Aktivitas terapeutik dan mobilitas fungsional:


 Aktif / aktif dibantu / pasif (A / AA / PROM) latihan terlentang
dan duduk termasuk pompa pergelangan kaki, heelslides, rotasi
internal dan eksternal pinggul, paha depan busur panjang, duduk
hip fleksi, dan hip penculikan / adduksi (jika tidak ada tindakan
pencegahan troch off). Lakukan semua latihan dalam pasien
dislokasi tindakan pencegahan.
 Quadriceps isometrik, hamstring, dan latihan isometrik glutealis.
 Kisaran ekstremitas bawah gerak (ROM) dan penguatan seperti
yang ditunjukkan berdasarkan temuan-temuan evaluasi.
 Latihan rantai tertutup (jika pasien menunjukkan kontrol nyeri
yang baik, kekuatan otot dan keseimbangan). Latihan Close-
dirantai harus dilakukan dengan ekstremitas atas bilateral
dukungan tetap menjaga kewaspadaan WB yang sesuai.
 Bed mobilitas di tempat tidur datar.
 Pelatihan Kiprah pada permukaan datar dengan alat bantu jalan
atau kruk.
 Mentransfer pelatihan dengan perangkat bantu yang sesuai.
 Kemajuan pelatihan tangga dengan dukungan ekstremitas atas
jika rencana debit adalah rumah.
 Pasien dilihat oleh Occupational Therapy (OT) untuk pendidikan
mengenai bagaimana melakukan aktivitas hidup sehari-hari
(ADL) dengan kemerdekaan diubah jika rumah debit rencana.
Jika pasien pemakaian ke fasilitas rehabilitasi, pasien akan
menerima PL di rehab.
Positioning:
 Bed posisi:
 Posterior Perhatian: Pastikan bahwa kaki tempat tidur telah
terkunci dalam posisi benar-benar datar.
 Anterior Kewaspadaan: The kaki dari tempat tidur dapat
dibuka dan tertekuk untuk memastikan sedikit hip fleksi
sementara terlentang.
 Sebuah trokanter gulungan harus digunakan sesuai kebutuhan
untuk mempertahankan rotasi pinggul netral ketika terlentang dan
dengan demikian mempromosikan ekstensi lutut. Sebuah
trokanter roll gulungan handuk yang ditempatkan di samping
paha hanya proksimal ke lutut.
 Tidak ada yang harus ditempatkan di belakang lutut kaki operasi
untuk tindakan pencegahan posterior. Jika pasien memiliki
tindakan pencegahan anterior bantal dapat ditempatkan di
belakang lutut operasi untuk mempertahankan sedikit hip fleksi.

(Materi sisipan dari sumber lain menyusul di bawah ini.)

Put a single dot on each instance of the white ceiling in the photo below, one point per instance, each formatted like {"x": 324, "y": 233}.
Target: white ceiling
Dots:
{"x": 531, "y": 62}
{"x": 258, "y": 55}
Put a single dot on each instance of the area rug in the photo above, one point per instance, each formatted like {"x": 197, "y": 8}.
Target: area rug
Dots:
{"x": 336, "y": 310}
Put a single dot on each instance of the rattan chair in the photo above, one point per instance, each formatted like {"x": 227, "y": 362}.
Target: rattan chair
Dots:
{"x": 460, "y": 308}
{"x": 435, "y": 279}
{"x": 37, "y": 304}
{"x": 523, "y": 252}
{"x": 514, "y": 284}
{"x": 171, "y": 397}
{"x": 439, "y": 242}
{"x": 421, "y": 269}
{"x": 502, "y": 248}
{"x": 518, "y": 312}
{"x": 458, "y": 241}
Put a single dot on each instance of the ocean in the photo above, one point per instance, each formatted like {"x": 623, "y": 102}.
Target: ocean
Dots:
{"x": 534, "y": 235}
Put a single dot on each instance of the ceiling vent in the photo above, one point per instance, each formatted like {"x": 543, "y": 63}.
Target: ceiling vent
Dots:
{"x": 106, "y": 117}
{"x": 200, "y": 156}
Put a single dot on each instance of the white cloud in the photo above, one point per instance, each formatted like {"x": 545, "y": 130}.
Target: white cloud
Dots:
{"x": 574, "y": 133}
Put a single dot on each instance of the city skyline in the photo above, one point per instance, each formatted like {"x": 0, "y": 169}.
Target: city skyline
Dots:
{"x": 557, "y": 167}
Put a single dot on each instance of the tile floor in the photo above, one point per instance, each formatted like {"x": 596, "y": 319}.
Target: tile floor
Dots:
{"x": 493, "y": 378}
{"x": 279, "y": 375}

Kriteria untuk maju ke tahap berikutnya:


 Active berbagai hip fleksi gerak 0-90 'dan penculikan pinggul 0-
30 derajat.
 Nyeri minimal dan peradangan
 transfer Independen dan ambulasi minimal 100 meter dengan
perangkat bantu yang sesuai.
 pemeliharaan Independen tindakan pencegahan pasca operasi.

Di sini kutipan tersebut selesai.